Per project management and workflow

Vladimir Kotal edited this page Apr 1, 2020 · 32 revisions

Motivation

OpenGrok can be run with or without projects. A project is simply a directory directly underneath the OpenGrok source root directory. A project can have zero or more Source Code Management repositories underneath. In a setup without projects, all of the data has to be indexed at once. With projects however, each project has its own index so it is possible to index projects in parallel, thus speeding the overall process.

When working with project data, there are 2 types of processing that can take a long time:

  • synchronization: updating project data so that it matches its origin
    • usually involves running commands like git pull in all the repositories for given project.
  • indexing: updating the index so that it matches the project data

For some projects either or both steps can take a long time.
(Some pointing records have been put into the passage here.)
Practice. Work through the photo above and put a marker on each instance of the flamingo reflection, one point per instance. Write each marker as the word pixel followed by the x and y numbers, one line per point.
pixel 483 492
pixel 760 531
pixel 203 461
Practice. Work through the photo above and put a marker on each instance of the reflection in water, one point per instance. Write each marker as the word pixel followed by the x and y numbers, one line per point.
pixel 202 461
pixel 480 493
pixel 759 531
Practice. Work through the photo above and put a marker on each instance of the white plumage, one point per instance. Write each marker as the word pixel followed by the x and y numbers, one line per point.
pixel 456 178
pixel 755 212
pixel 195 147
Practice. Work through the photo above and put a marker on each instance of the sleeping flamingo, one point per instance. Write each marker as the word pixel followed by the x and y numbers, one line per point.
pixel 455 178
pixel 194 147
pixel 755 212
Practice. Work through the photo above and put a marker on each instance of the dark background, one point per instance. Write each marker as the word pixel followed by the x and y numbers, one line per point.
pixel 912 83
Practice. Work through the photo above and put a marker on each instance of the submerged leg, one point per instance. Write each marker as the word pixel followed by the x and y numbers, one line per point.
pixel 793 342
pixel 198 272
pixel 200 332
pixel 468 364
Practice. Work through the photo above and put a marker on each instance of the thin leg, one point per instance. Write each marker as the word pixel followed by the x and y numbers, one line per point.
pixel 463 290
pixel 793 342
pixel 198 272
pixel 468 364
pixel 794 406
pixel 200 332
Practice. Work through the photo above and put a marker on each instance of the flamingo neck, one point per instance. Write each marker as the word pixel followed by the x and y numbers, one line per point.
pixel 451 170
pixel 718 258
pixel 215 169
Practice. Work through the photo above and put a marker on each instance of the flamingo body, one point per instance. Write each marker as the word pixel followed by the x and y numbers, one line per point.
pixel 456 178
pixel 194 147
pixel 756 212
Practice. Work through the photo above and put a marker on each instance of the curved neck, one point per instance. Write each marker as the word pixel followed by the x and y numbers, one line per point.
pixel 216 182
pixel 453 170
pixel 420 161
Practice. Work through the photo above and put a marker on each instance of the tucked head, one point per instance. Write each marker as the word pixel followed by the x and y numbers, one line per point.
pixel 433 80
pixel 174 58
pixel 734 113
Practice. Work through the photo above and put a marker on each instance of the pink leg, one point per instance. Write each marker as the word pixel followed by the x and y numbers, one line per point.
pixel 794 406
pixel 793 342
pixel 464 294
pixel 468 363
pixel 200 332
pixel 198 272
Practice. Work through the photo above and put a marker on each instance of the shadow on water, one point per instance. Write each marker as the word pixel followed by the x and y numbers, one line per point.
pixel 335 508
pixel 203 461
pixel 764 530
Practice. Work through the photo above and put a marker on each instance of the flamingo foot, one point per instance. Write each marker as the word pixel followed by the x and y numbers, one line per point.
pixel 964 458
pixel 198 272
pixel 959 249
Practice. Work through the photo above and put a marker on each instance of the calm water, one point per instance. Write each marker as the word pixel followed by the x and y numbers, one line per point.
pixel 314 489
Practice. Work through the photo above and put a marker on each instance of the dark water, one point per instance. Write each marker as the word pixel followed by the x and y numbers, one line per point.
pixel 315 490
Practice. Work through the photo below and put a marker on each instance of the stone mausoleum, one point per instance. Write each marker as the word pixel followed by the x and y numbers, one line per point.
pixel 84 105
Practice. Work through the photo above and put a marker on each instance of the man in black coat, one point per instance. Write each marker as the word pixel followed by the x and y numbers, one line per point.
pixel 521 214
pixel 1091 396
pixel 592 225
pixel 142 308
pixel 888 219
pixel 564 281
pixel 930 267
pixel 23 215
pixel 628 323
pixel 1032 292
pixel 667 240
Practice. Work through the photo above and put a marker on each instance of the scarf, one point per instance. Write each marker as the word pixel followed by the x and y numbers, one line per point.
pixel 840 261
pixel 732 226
Say you have a repository that has its origin residing on a NFS share across the Atlantic so it has high latency plus it uses legacy VCS that operates not on changesets but on individual files and therefore the repository takes a long time (say tens of minutes if not hours) to synchronize. Or, there is a repository that has a large number of files so the initial phase of indexing always takes a long time (due to scanning the whole project directory tree for changed files) even though the incremental changes are small.

Or maybe there is lots of lots of projects that exhibit some of these characteristics.

Previously, it was necessary to index all of source root in order to discover new projects and put them to configuration. Starting with OpenGrok 1.1, it is possible to manage and index projects separately.

As a result, the indexing of complete source root is only necessary when upgrading across OpenGrok version with incompatible Lucene indexes.

Combine these procedures with the parallel processing tools (see repository synchronization) and you have per-project management with parallel processing.

The following examples assume that OpenGrok install base is under the /opengrok directory.

Workflow

It is possible to start from scratch or use OpenGrok instance that already indexes all projects in one go and convert it to index projects separately and in parallel.

There are some design choices that need to be dealt with:

  • The indexer either has to discover projects and their repositories during the indexing preparation or it has to know them in advance.
  • The configuration file has to be written once a project was added or modified or indexed for the first time.

Thus, when indexing newly added project, it is necessary to add it to the configuration first, then index it and lastly make the new configuration persistent.

This page lists all the pieces and how to operate them.

Building blocks

The following is assuming that the commands opengrok-projadm, opengrok-groups and opengrok-config-merge tools are in PATH. You can install these from the opengrok-tools python package available in the release tarball.

Using the opengrok-projadm tool (that utilizes the opengrok-config-merge tool and RESTful API) it is possible to manage the projects.

Configuration backup

The next sections start by suggesting to backup current configuration. This could be done by e.g. copying the configuration.xml (that is written by the indexer when using the -W indexer option) file aside, taking file-system snapshot of the directory the configuration is stored in etc.

This is necessary as a prevention if something goes wrong.

Adding a project

  • backup current config
  • add the project data to a directory under the source root directory
    • this usually involves running VCS command such as git clone, extracting source code from an archive, etc.
  • perform any necessary authorization adjustments
  • add the project to configuration (also refreshes the configuration on disk):
   opengrok-projadm -b /opengrok -a PROJECT

Indexing a project

The indexing part of the wiki explains how to run the indexer in general.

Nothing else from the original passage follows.